Станислав Львовский
Предисловие
«Спокойные поля» — последний роман Александра Гольдштейна, законченный им незадолго до смерти. Нельзя сказать, что Гольдштейн прошел для русской литературы незамеченным, — в 1997 году его первая книга, «Расставание с Нарциссом», была удостоена одновременно «Антибукера» и «Малого Букера». Его последующие книги принимались широким читателем и критикой вполне доброжелательно, но как бы с некоторым недоумением, — вероятно, дело в том, что от автора премированного сборника эссе ожидали дальнейшей деятельности на этой ниве, — и не дождались. И «Аспектам духовного брака», и «Помни о Фамагусте» оказалось очень трудно дать жанровое определение, — то ли это проза, балансирующая на грани культурологической рефлексии, то ли эссеистика, сбивающаяся на исповедальный нарратив? Основная работа текстов Александра Гольдштейна решает не актуальную для массового сознания задачу порождения узнаваемых описаний, а задачу преодоления инерции — инерции языка, инерции стереотипных описаний, инерции жанра. Как раз этим и должна, видимо, заниматься идеальная современная проза, — вот только аудитория у такого способа говорить в современной России невелика.

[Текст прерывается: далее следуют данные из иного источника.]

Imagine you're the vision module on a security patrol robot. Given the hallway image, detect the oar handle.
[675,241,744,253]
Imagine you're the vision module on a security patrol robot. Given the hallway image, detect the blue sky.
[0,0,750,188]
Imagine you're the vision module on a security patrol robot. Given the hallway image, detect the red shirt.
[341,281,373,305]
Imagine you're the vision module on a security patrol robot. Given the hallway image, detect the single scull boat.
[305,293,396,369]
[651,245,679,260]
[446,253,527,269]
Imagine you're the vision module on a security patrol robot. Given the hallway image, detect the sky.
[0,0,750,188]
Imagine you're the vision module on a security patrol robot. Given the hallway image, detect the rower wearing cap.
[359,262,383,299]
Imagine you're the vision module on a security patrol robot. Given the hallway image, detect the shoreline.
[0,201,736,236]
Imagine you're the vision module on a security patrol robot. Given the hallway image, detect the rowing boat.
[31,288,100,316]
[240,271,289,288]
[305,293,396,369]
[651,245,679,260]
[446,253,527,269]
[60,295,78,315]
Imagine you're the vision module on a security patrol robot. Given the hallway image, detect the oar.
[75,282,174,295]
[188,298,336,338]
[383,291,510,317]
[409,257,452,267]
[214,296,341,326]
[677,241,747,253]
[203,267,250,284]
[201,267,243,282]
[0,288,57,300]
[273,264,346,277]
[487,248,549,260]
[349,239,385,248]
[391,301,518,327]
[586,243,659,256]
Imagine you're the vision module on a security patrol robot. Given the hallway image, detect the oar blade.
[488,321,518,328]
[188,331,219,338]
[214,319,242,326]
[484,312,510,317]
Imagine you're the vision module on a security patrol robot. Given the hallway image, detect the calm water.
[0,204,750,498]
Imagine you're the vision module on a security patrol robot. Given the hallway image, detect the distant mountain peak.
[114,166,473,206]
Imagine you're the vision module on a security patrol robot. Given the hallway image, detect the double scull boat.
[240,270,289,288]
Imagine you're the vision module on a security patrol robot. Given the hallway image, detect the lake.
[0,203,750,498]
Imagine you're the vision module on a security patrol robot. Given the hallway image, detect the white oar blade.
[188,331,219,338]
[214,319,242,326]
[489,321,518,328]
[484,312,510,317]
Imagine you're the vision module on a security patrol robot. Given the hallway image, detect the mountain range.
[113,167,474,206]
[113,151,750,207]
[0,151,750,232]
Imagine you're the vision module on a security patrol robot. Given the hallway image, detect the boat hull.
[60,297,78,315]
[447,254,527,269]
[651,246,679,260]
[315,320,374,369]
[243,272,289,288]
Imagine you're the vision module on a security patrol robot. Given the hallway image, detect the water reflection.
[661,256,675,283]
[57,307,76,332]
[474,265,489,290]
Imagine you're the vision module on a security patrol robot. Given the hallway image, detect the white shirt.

«Спокойные поля» — роман в очень ограниченном смысле слова, то есть полифонический текст с ускользающей фабулой, объединяемый не историей-story, а историей-history и несколькими сквозными контрапунктами скорее персонально-биографического, чем культурологического свойства. «Спокойные поля» — очередной шаг на пути изживания рефлексии в пользу прямого воссоздания мира в языке, — на том пути, который зафиксирован биографией Гольдштейна-писателя, образованной его книгами — от «Расставания с Нарциссом» до «Спокойных полей». В последнем романе история культуры наконец отступает, освобождая место для личной истории.
В предыдущих трех книгах Александр Гольдштейн мучительно, разными способами пытался достичь ясности в своих отношениях с ушедшей империей, — и с собственной жизнью в этой империи. Выбранная им позиция «наблюдателя из Леванта», позиция русского, живущего даже не в Израиле, а в полумифическом Средиземноморье (вспомним, как часто он пишет о Средиземном море и как редко, почти никогда — о Красном, куда более «израильском») давала потенциальную возможность такой ясности достичь, отстраниться от ежедневного мифа. От книги к книге советский эон у Гольдштейна теряет плоть, растворяясь в бесконечном ряду других исчезнувших империй, в буквальном смысле становясь историей, — но в «Спокойных полях» Гольдштейн снова возвращается в страну, которую он с таким трудом разметил и классифицировал. Возвращается уже не как пытающийся отстраниться (и никогда не отстраняющийся) наблюдатель, а как человек — в историю не мировую, но свою собственную. Работа по расставанию со страной и собственным прошлым оказалась необходимым условием этого возвращения.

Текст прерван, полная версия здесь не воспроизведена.